I agree Cena is better in the ring than Cena but I can't fathom people who state they can't remember any good Batista matches.
He had one of the greatest Hell In A Cell matches of all time with Triple H, a good match with Eddie at No Mercy 05, a good match with JBL at Summerslam 05, he had around five great matches with Undertaker, he gave Khali his second best match in the Punjabi Prison, he had two (three if you want to count their match back in 03 I think) good PPV bouts with Shawn (I find it weird how you do not know of these yet know of their boring Lumberjack match from Raw), two great matches with Jericho, great matches with Edge, MVP and he's the only superstar who gave Kane a great match in a normal bout aside from Benoit in the last 6 years.
He may not be Eddie in the ring, but Batista has had more than his fair share of good/great matches.

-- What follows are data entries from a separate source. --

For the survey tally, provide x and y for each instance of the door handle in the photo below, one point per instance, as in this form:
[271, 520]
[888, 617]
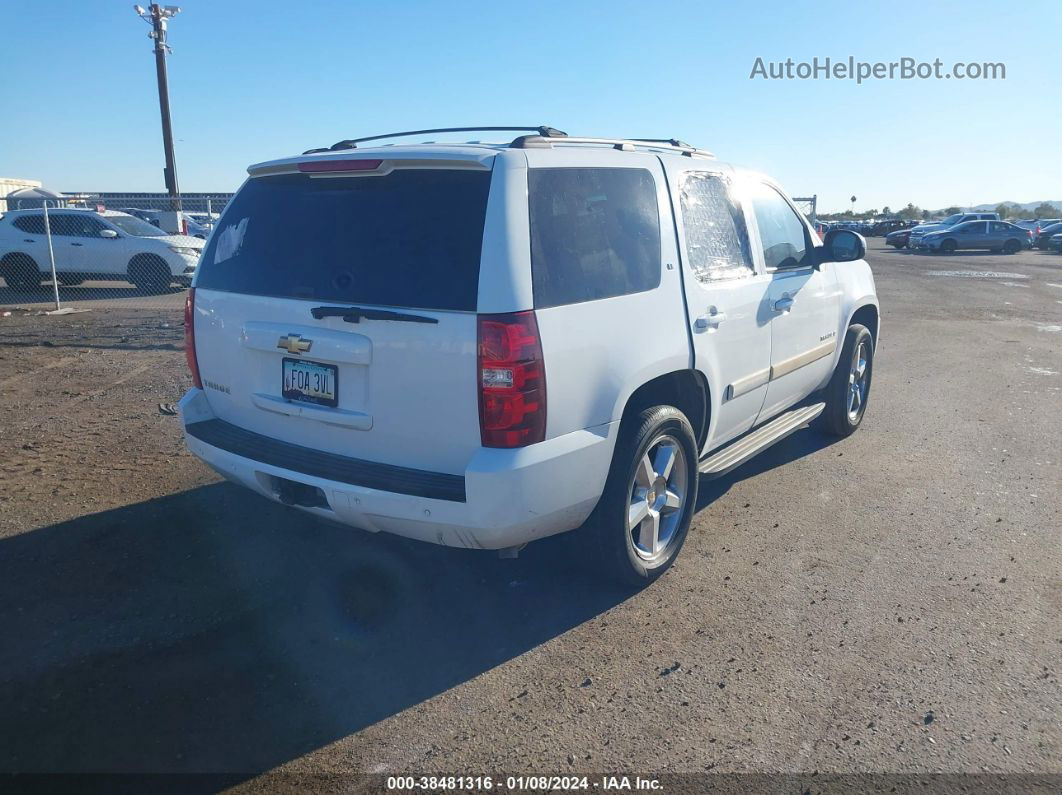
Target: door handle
[712, 320]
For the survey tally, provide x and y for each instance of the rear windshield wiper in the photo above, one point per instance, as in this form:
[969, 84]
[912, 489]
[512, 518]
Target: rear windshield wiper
[355, 314]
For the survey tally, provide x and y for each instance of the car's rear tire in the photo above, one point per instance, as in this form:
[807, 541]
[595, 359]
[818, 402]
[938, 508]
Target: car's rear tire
[849, 389]
[641, 520]
[20, 272]
[150, 273]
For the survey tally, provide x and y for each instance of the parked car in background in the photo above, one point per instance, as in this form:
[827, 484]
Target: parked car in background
[87, 244]
[881, 228]
[996, 236]
[959, 218]
[1042, 232]
[577, 382]
[190, 223]
[897, 238]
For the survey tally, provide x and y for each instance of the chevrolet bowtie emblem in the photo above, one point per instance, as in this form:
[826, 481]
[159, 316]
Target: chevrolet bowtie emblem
[294, 344]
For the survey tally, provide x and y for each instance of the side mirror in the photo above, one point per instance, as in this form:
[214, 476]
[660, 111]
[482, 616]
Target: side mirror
[842, 245]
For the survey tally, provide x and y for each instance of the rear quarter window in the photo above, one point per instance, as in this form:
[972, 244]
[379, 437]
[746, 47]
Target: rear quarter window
[595, 234]
[410, 238]
[30, 224]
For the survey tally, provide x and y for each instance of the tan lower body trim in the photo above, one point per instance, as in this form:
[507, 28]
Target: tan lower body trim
[747, 384]
[802, 360]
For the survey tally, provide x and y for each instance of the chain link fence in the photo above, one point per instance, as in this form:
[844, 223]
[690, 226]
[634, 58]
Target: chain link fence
[108, 251]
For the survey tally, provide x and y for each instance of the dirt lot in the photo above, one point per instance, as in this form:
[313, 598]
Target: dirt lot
[887, 603]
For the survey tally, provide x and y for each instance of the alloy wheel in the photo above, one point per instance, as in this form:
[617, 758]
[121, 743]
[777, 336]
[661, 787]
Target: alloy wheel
[857, 381]
[657, 497]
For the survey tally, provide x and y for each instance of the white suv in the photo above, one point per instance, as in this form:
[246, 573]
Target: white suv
[480, 345]
[93, 245]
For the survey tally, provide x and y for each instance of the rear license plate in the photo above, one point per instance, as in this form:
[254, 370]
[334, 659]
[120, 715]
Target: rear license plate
[310, 382]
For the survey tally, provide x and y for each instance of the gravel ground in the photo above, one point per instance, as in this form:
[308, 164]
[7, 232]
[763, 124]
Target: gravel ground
[886, 603]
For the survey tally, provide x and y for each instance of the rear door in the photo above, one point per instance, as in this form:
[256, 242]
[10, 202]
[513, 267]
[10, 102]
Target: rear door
[26, 234]
[337, 310]
[726, 299]
[973, 235]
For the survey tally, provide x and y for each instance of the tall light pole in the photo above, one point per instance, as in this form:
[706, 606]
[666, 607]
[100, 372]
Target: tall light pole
[157, 16]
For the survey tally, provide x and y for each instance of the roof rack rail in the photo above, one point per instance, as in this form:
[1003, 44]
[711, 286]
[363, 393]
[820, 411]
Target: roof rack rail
[624, 144]
[541, 130]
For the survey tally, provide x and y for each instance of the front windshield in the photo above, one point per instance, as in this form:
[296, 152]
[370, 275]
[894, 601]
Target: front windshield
[135, 226]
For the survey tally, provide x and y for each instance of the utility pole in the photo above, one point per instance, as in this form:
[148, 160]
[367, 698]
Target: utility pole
[157, 16]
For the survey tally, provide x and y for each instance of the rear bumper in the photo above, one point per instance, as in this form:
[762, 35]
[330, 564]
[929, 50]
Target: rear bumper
[510, 497]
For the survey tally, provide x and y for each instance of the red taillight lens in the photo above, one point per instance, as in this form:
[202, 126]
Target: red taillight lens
[190, 338]
[512, 380]
[318, 167]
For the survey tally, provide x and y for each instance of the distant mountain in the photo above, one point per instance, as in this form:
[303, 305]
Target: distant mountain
[1024, 205]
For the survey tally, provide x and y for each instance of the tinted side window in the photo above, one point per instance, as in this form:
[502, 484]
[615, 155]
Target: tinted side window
[717, 241]
[595, 234]
[782, 234]
[31, 224]
[70, 225]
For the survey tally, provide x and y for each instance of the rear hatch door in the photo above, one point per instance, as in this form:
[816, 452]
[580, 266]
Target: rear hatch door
[337, 311]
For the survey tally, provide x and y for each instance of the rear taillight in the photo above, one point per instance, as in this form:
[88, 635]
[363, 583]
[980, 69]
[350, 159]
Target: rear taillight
[512, 380]
[190, 338]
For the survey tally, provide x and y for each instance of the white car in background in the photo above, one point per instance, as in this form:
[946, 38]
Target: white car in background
[87, 244]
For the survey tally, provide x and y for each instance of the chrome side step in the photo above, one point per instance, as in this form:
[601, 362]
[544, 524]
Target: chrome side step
[738, 452]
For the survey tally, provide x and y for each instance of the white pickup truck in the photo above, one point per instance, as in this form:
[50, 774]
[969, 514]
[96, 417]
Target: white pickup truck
[483, 344]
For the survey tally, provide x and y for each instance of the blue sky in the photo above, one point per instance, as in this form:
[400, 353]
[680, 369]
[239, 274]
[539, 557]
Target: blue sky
[251, 81]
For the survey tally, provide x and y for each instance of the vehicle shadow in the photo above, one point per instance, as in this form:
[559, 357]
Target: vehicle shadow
[215, 631]
[797, 446]
[212, 631]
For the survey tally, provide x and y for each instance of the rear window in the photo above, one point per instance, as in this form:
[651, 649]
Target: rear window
[411, 238]
[595, 234]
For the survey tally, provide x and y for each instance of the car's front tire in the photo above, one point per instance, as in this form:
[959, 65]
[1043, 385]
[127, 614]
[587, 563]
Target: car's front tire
[640, 522]
[849, 389]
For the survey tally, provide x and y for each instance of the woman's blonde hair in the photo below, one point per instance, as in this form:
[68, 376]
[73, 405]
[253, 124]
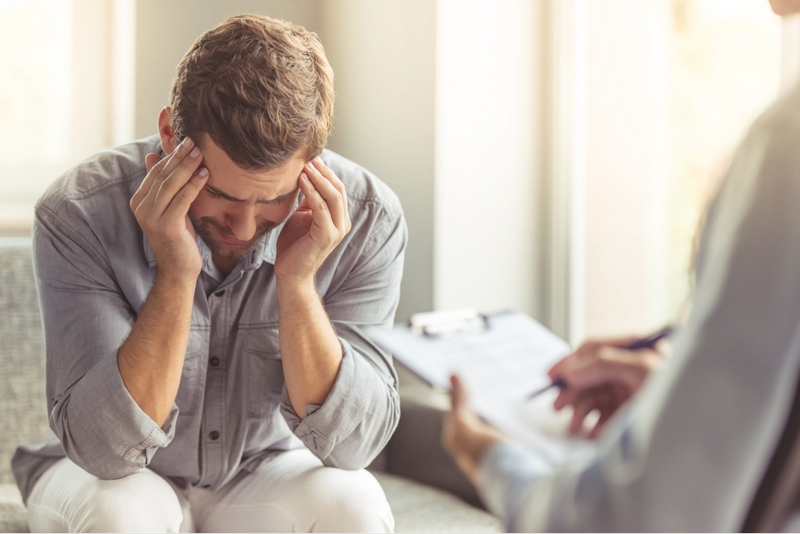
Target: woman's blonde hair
[261, 88]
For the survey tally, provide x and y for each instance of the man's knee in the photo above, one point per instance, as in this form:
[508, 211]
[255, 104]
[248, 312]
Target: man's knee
[350, 501]
[141, 502]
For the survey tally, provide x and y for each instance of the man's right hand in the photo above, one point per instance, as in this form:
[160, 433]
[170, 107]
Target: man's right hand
[161, 206]
[601, 376]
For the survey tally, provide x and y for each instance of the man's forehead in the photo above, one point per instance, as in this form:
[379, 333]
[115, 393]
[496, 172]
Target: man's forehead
[217, 160]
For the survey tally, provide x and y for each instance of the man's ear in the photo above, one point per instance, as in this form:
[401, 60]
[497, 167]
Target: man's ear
[168, 140]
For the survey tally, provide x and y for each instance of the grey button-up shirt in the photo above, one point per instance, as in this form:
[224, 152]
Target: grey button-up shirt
[94, 268]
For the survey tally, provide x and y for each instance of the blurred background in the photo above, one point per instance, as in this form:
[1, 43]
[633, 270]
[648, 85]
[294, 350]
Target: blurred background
[552, 156]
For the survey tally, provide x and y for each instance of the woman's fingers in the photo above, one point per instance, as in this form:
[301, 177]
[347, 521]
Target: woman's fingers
[583, 407]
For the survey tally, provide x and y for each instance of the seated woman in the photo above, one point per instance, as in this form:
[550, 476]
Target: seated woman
[691, 450]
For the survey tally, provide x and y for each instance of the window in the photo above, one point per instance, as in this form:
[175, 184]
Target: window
[65, 75]
[671, 86]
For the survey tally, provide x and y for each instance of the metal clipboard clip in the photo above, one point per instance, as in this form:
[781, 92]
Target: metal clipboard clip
[448, 323]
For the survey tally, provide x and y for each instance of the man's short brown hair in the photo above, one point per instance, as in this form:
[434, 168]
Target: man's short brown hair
[261, 88]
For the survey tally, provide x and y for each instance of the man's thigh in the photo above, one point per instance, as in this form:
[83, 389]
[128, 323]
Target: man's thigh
[68, 499]
[293, 492]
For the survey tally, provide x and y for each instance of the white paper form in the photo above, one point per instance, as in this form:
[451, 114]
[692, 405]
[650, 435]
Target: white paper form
[501, 367]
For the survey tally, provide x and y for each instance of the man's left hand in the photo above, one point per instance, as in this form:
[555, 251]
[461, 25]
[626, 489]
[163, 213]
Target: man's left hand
[312, 232]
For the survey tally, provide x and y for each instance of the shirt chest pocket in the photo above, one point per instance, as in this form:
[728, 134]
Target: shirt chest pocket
[190, 377]
[265, 371]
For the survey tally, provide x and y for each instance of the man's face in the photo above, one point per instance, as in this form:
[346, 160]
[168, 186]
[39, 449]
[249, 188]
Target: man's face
[785, 7]
[237, 206]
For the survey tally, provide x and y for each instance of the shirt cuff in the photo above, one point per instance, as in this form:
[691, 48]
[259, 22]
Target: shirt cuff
[130, 431]
[347, 403]
[505, 475]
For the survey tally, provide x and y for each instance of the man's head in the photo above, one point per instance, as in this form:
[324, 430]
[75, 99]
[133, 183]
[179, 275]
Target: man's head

Mic skills: Cena all the way. No contest.
Definitely.
Company man: Cena all the way again. He gets exposure in outside media, which kind of goes back to the talking thing. Batista is not good on the mic even outside of wrestling.
I also agree there. But I think you're downplaying Batista's significance here. He was WWE's biggest international superstar between 2005 - 2008. And he's done a lot of promoting for them in general, especially overseas.
Merchandising: I don't even know if I'd ever seen anyone wear a Batista shirt. Cena wins here too.
Cena kills everyone in merchandise.
General human being: Cena does Make-A-Wish and seems like a genuinely good person. Batista cheated on his wife, who had cancer, with Miss Botchamania Melina and threatened a 14 year old (I may be off by a year or two) with a pool cue.
You should probably know these were lies made up by the dirtsheets.